Serve a bowl of vanilla yogurt and extra fresh berries alongside the pancake. Brew a pot of strong coffee or hot tea for guests.
How to Store
Move any leftover Dutch baby to an airtight container once it cools to room temperature. Place a piece of parchment paper between layers if you’re stacking slices. This stops them from sticking together in the fridge.
Keep the container on the middle shelf of your refrigerator. The Dutch baby stays good for about 2 days but the texture changes once it deflates and cools.
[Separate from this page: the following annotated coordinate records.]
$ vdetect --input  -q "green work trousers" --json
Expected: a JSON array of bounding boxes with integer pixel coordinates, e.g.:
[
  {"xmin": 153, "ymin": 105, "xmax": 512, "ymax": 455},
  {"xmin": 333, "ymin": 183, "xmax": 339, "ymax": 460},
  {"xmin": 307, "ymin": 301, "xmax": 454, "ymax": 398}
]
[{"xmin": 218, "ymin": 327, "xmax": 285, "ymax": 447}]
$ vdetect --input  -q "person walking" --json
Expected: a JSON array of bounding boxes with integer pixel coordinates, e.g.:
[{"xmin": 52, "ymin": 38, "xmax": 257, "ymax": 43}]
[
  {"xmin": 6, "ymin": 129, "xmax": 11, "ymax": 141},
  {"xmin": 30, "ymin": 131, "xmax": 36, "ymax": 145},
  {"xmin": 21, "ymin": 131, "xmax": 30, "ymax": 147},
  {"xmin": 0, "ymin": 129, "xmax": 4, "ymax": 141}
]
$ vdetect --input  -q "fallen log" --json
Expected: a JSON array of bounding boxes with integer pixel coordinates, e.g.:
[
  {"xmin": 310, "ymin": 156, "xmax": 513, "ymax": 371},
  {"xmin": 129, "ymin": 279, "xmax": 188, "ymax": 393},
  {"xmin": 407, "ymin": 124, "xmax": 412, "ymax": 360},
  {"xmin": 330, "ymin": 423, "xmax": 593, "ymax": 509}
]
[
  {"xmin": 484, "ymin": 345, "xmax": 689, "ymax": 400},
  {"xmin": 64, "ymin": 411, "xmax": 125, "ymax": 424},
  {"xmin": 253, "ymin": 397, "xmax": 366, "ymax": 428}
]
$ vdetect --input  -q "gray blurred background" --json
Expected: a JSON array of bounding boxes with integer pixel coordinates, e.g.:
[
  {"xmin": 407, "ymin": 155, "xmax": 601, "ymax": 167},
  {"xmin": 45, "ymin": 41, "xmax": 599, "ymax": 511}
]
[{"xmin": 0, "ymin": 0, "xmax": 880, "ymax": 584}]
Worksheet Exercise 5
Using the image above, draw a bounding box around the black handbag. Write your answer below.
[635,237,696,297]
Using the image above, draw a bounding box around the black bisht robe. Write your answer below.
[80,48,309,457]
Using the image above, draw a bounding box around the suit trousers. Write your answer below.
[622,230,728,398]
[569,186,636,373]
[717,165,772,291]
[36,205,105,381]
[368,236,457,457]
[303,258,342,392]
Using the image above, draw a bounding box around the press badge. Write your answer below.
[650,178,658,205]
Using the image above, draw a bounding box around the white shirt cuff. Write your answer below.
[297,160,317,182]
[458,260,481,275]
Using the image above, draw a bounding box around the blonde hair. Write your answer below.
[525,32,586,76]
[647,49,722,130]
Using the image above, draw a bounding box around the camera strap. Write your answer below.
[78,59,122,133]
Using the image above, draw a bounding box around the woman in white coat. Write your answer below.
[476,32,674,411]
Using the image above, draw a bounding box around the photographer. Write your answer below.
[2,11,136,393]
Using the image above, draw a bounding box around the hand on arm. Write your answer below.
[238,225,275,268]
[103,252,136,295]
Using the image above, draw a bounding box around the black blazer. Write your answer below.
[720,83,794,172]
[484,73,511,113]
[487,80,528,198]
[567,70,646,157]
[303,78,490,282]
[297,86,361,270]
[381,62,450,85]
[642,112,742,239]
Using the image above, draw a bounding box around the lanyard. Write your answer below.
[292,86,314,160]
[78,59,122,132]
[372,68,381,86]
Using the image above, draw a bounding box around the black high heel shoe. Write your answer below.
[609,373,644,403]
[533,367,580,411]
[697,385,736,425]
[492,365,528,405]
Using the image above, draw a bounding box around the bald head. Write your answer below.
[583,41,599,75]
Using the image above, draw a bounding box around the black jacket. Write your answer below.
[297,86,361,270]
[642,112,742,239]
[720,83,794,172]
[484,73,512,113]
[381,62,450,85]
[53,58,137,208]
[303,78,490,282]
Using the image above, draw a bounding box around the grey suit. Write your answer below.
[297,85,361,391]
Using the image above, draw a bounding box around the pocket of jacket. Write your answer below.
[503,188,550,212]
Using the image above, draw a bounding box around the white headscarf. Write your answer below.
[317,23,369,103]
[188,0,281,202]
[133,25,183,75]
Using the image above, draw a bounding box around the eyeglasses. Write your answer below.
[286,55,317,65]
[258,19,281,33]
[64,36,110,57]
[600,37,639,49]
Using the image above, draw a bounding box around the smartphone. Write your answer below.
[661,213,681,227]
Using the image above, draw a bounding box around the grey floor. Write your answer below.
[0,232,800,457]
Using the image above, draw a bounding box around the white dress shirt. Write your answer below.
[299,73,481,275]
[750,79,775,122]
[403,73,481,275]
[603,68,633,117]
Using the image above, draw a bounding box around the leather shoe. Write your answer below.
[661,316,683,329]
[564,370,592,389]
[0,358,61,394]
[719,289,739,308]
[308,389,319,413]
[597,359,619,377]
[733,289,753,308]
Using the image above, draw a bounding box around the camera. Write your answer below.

Reheat slices in a 350°F oven for about 5 minutes until warmed through. The pancake won’t puff back up but the flavor still comes through. Skip the microwave because it makes the texture rubbery.
If you want to freeze leftovers, wrap individual slices in plastic wrap then foil. Frozen Dutch baby keeps for about a month. Thaw overnight in the fridge before reheating in the oven.
Recipe Variations and Add-ins
Swap blueberries for raspberries. Use the same amount of fresh raspberries in place of the blueberries. Raspberry jam works great as the matching jam drizzle too.
Try strawberry and basil. Slice up 1 cup of fresh strawberries and add 1 tablespoon chopped fresh basil to the batter. The combination tastes like summer in a skillet.
Add 2 tablespoons ricotta cheese. Dollop spoonfuls of fresh ricotta on top before baking. The cheese melts into little creamy pockets throughout the pancake.
Use almond extract instead of vanilla. Swap in 1/2 teaspoon of almond extract in place of the vanilla. This pairs beautifully with blueberries and adds a slightly nutty depth.
Top with toasted sliced almonds. Sprinkle 2 tablespoons of toasted sliced almonds over the finished Dutch baby. The crunch plays nicely off the soft custardy middle.
Drizzle with lemon glaze. Mix 1/2 cup powdered sugar with 1 tablespoon fresh lemon juice. Drizzle over the warm Dutch baby for an extra lemony kick.